In 2004, in the case of Rasul v. Bush, the Supreme Court ruled that alien combatants detained at Guantanamo, which is territory leased from the sovereign state of Cuba, could bring habeas corpus provisions, which would have allowed the federal courts located anywhere in the country generally to second-guess the military authorities with regard to what should be done with the purported terrorists. As might have been expected, many detainees secured the services of American lawyers and sued in habeas corpus actions for their freedom. Then, in the Detainee Treatment Act (DTA) of 2005, Congress passed a statute providing that no habeas corpus actions were available to any “alien detained by the Department of Defense at Guantanamo Bay.” By a conservative reading of the statute and the Constitution, this should have been the end of the matter, but, in Hamdan v. Rumsfeld (2006), the Supreme Court held that the DTA could not be applied to the hundreds of actions that were pending at the time the DTA was passed. The dissenters in Hamdan pointed out that the congressional intent to cover pending cases was clear, but the majority of the Court seemed determined to supervise the Bush administration’s detainee policy. Continuing the dance, in 2006, Congress passed the Military Commissions Act (MCA), which employed an Article III, Section 10 “stripper” to make it absolutely explicit that no habeas corpus actions were to be available for either pending or future cases. Detainees could still, because of another federal statute, challenge the determinations by the military commissions, but this could only be done in the District of Columbia Court of Appeals, which had proved overall to be sympathetic to the Bush administration on these issues.

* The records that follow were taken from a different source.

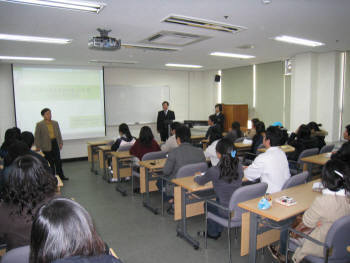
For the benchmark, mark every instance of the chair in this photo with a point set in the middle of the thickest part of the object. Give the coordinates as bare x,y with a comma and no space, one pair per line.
336,245
298,165
146,157
296,180
327,148
17,255
242,194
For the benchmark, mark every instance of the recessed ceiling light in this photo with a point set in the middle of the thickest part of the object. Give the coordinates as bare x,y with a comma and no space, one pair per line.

Lawyers for some of the detainees immediately filed an action claiming that the MCA violated “the Constitution, treaties, statutes, regulations, the common law, and the law of nations.” Space does not permit a treatment of each of these claims, but they were all rejected, in a marvelously sensible opinion issued by two judges of the U.S. Court of Appeals for the District of Columbia Circuit. Turning to previous cases (the common law), the court observed that no case had ever explicitly held that the writ of habeas corpus could be brought on behalf of aliens held in territory that was not part of the country.
“[T]he Constitution,” observed the court, “does not confer rights on aliens without property or presence within the United States.” Rejecting this view, the one dissenting judge in the case held that Congress had no power to strip habeas corpus jurisdiction from the federal courts for these detainees, since there was, at the time of seeking the writ, no “Rebellion or Invasion.” Unfortunately, the majority’s stunningly sensible decision will probably not be the end of the matter, as petitions are currently being filed to get the U.S. Supreme Court to overrule the D.C. Circuit. These days, no one can predict what the Supreme Court will do, but, since the addition of Chief Justice John Roberts and Associate Justice Samuel Alito to the Court, and since the departure of the more liberal Sandra Day O’Connor, it seems more likely that the Court will hold that the habeas writ does not run (as the lawyers say) to Guantanamo. This will hardly be a defeat for the Constitution and the rule of law, since the District of Columbia Circuit will still be able to review the decisions of the military commissions at Guantanamo. It will, however, be a modest victory for the powers of Congress and the executive branch, and a modest reduction in the amount of overweening activism practiced by the federal courts.